Powerline is a respected conservative blog.
posted by Chocolate Pickle at 8:23 AM on March 28, 2016 [1 favorite]


Best answer: StrategyPage is a news blog about world politics and the world's militaries, written by Jim Dunnigan, Al Nofi, and a few other people.
posted by Chocolate Pickle at 8:28 AM on March 28, 2016 [1 favorite]
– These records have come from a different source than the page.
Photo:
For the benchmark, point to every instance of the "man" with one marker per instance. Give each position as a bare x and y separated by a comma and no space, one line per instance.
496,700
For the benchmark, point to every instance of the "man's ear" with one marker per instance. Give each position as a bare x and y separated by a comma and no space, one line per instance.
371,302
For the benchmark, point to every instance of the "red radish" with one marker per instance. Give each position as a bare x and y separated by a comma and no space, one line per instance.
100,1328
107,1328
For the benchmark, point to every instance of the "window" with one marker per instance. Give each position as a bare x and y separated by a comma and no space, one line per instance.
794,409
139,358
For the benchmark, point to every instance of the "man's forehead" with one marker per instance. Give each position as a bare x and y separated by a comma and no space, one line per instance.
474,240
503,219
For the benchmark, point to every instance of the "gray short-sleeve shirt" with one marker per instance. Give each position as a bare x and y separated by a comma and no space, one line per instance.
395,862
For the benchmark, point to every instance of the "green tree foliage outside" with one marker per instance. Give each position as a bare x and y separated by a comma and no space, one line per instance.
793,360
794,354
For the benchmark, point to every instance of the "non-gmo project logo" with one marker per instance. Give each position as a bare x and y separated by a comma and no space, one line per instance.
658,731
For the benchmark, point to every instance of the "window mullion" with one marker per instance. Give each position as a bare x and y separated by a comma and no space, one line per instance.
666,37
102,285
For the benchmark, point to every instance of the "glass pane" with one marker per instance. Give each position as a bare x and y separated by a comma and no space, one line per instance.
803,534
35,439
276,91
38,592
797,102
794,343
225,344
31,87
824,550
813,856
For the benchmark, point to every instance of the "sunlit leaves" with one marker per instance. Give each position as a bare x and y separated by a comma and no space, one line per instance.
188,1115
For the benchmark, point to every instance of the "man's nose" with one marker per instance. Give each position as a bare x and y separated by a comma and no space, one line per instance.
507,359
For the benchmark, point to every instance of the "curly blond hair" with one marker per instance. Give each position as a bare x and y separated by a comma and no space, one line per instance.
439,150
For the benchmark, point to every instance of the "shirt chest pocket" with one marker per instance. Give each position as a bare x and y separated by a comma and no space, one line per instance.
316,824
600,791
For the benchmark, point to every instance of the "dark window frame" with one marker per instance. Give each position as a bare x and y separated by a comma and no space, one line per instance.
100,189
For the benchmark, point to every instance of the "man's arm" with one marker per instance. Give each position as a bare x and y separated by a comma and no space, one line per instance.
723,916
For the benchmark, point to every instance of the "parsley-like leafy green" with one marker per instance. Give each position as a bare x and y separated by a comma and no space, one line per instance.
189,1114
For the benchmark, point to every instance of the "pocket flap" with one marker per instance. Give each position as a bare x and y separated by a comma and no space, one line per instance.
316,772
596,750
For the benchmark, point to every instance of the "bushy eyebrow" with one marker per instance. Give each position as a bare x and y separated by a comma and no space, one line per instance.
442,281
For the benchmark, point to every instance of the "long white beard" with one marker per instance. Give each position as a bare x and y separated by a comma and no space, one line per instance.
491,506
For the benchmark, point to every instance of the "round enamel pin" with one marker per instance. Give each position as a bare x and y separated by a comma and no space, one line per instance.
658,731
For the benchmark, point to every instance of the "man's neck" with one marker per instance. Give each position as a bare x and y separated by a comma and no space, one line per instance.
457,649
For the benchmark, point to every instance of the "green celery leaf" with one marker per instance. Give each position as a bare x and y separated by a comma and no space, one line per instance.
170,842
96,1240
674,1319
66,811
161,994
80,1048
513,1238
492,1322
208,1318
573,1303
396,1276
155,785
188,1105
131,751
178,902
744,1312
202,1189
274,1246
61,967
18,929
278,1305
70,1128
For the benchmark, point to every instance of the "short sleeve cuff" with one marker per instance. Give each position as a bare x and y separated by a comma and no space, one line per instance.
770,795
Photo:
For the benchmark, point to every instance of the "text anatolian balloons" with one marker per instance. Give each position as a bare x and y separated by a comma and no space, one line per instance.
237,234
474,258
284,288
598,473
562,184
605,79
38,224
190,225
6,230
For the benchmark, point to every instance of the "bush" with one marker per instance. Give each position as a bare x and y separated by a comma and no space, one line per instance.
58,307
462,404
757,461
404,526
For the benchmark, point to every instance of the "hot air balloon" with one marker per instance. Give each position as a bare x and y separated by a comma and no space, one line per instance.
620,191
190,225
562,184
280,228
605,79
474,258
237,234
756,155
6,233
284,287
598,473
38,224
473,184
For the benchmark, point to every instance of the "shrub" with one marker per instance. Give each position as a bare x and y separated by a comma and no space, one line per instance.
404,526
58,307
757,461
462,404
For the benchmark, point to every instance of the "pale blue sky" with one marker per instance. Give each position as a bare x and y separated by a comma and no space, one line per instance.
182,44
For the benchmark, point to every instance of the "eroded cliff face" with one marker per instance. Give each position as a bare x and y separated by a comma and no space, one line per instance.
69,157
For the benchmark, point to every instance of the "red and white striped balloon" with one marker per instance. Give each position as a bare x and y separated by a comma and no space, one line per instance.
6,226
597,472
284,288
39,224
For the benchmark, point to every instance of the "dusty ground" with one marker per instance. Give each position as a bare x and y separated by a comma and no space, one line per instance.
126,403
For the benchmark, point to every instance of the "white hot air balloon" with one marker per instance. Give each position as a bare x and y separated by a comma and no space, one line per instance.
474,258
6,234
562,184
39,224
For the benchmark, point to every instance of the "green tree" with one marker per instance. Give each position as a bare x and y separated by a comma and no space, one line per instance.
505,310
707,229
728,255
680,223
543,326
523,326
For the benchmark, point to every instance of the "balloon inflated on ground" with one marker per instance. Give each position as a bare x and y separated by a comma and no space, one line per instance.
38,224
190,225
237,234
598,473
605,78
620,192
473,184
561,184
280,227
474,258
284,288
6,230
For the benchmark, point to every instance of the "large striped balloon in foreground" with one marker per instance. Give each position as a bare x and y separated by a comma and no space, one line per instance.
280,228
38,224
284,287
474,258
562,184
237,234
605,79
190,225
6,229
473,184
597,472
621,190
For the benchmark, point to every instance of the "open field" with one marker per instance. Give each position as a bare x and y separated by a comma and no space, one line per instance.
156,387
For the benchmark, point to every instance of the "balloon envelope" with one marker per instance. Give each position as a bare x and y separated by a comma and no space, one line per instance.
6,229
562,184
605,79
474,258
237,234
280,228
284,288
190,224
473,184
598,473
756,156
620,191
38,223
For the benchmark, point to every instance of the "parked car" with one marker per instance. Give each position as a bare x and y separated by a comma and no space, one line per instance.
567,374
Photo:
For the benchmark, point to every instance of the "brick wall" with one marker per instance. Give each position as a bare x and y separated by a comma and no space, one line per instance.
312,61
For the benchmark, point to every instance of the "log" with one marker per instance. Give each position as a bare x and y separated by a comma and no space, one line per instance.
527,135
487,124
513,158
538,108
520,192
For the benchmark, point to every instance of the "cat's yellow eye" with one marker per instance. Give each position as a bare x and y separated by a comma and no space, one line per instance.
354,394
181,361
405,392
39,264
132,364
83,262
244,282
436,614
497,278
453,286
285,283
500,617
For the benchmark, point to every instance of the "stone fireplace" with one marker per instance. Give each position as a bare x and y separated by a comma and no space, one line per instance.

Not exactly what you're asking for, but I have been enjoying David Axelrod's political interviews podcast lately, and despite Axelrod being decidedly not a conservative, he has some really great interviews with prominent conservatives (my recent favorites are Lindsay Graham and Eric Erickson).
posted by mostly vowels at 8:33 AM on March 28, 2016 [1 favorite]


he might enjoy Peter L Berger's Blog
http://www.the-american-interest.com/byline/berger/
He writes well and often very funny and was born in 1929.
posted by 15L06 at 2:27 PM on March 28, 2016 [1 favorite]


forgot to add - there is a subscription fee.
posted by 15L06 at 2:29 PM on March 28, 2016 [1 favorite]


Best answer: Chris Ladd's GOP Lifer blog (https://goplifer.com) may be of interest. Mr. Ladd is a proponent of "governed" free markets, is anti-racist, accepts climate science, and is appalled at the current state of the Republican party.
posted by Weftage at 9:11 AM on March 29, 2016 [1 favorite]


Walter Russell Mead is a superb writer.
posted by Chocolate Pickle at 12:14 PM on March 29, 2016 [1 favorite]


Response by poster: Fanstastic resources, and something useful in every comment. Thank you all!